On Wed, Oct 16, 2019 at 10:27:12AM +0200, Jesper Dangaard Brouer wrote:
> On Tue, 15 Oct 2019 19:28:51 -0700
> Alexei Starovoitov <alexei.starovoitov@gmail.com> wrote:
> > On Mon, Oct 14, 2019 at 02:35:45PM +0200, Toke Høiland-Jørgensen wrote:
> > > Alexei Starovoitov <alexei.starovoitov@gmail.com> writes:
> > > > On Wed, Oct 09, 2019 at 10:03:43AM +0200, Toke Høiland-Jørgensen wrote:  
> > > >> Alexei Starovoitov <alexei.starovoitov@gmail.com> writes:
[...]
> > > > If you disagree please explain _your_ problem again.
> > > > Saying that fb katran is a use case for chaining is, hrm, not correct.  
> > > 
> > > I never said Katran was the driver for this. I just used Katran as one
> > > of the "prior art" examples for my "how are people solving running
> > > multiple programs on the same interface" survey.  
> > 
> > and they solved it. that's the point.
> > 
> > > What I want to achieve is simply the ability to run multiple independent
> > > XDP programs on the same interface, without having to put any
> > > constraints on the programs themselves. I'm not disputing that this is
> > > *possible* to do completely in userspace, I just don't believe the
> > > resulting solution will be very good.  
> > 
> > What makes me uneasy about the whole push for program chaining
> > is that tc cls_bpf supported multiple independent programs from day one.
> > Yet it doesn't help to run two firewalls hooked into tc ingress.
> 
> I do understand your concerns.
> 
> Let me explain why I believe TC cls_bpf multiple independent programs
> have not seen much usage.
> 
> First of all the TC-tool is notorious difficult to use and configure (I
> admit, I struggle with this myself every single time). (The TC layer
> have some amazing features, like hash based lookup, that never get used
> due to this).

We do use cls_bpf heavily in Cilium, but I don't necessarily agree on
the notorious difficult to use aspect (at least for tc + BPF): i) this
is abstracted away from the /user/ entirely to the point that this is an
implementation detail he doesn't need to know about, ii) these days most
access to these hooks is done programmatically, if this is a worry, then
lets simply add a cls_bpf pendant for APIs like bpf_set_link_xdp_fd() we
have in libbpf where you only pass in ifindex, direction (ingress/egress)
and priority of the program so that underneath it sets up cls_act qdisc
with a cls_bpf instance that makes the whole thing foolproof, e.g.:

  int bpf_set_link_tc_fd(int ifindex, int fd, enum bpf_tc_dir dir,
                         __u32 priority, __u32 flags);

The flags could be similar to XDP: 0 or xxx_FLAGS_UPDATE_IF_NOEXIST and
xxx_FLAGS_HW_MODE. The problem that might be easy to miss via tc cmdline
tool is that when you don't specify explicit prio/handle upon tc replace,
then it auto-allocates one and keeps adding new programs instead of
replacing the old ones, but this quirk can be solved via API like above.

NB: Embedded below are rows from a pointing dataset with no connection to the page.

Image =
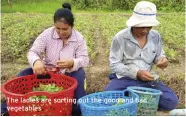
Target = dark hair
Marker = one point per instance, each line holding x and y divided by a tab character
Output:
66	14
66	5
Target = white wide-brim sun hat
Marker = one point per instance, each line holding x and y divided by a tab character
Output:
144	15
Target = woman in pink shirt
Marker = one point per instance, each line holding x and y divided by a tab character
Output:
60	49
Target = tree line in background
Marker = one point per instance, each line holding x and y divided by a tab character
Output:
162	5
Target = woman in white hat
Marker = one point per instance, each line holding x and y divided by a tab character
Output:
135	50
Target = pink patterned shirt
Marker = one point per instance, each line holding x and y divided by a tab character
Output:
49	47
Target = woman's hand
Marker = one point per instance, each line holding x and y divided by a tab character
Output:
162	62
144	75
39	67
65	63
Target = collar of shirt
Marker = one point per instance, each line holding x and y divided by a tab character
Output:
72	37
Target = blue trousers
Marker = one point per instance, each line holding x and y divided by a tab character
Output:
79	92
168	100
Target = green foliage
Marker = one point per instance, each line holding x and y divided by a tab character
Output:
86	26
19	30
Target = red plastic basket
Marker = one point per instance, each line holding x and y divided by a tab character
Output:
18	90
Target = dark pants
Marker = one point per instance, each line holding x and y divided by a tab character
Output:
79	92
168	100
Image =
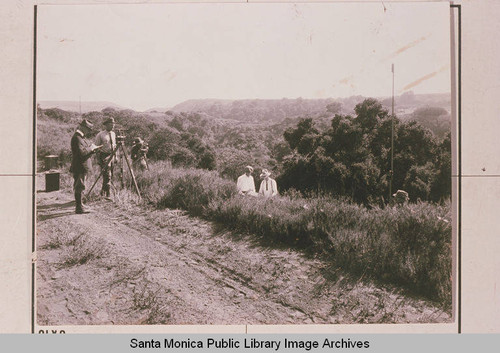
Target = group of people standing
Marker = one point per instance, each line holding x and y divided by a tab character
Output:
105	148
246	184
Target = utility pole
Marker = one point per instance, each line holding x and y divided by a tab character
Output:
392	135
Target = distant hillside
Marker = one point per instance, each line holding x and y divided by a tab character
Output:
275	110
255	110
74	106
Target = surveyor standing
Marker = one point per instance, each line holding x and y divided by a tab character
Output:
245	183
107	139
268	187
138	154
81	150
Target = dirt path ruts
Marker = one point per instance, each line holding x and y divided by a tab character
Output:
129	265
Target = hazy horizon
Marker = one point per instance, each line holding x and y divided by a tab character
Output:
147	56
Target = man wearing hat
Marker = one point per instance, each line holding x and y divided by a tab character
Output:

> Second, the multiple "independent programs", are actually not
> independent, because the current running program must return
> TC_ACT_UNSPEC to allow next bpf-prog to run.  Thus, it is not really
> usable.

I'd argue that unless the only thing you do in your debugging program is
to introspect (read-only) the packet at the current point, you'd run into
a similar coordination issue, meaning, the "independent programs" works
for simple cases where you only have ACCEPT and DROP policy, such that
you could run through all the programs and have precedence on DROP.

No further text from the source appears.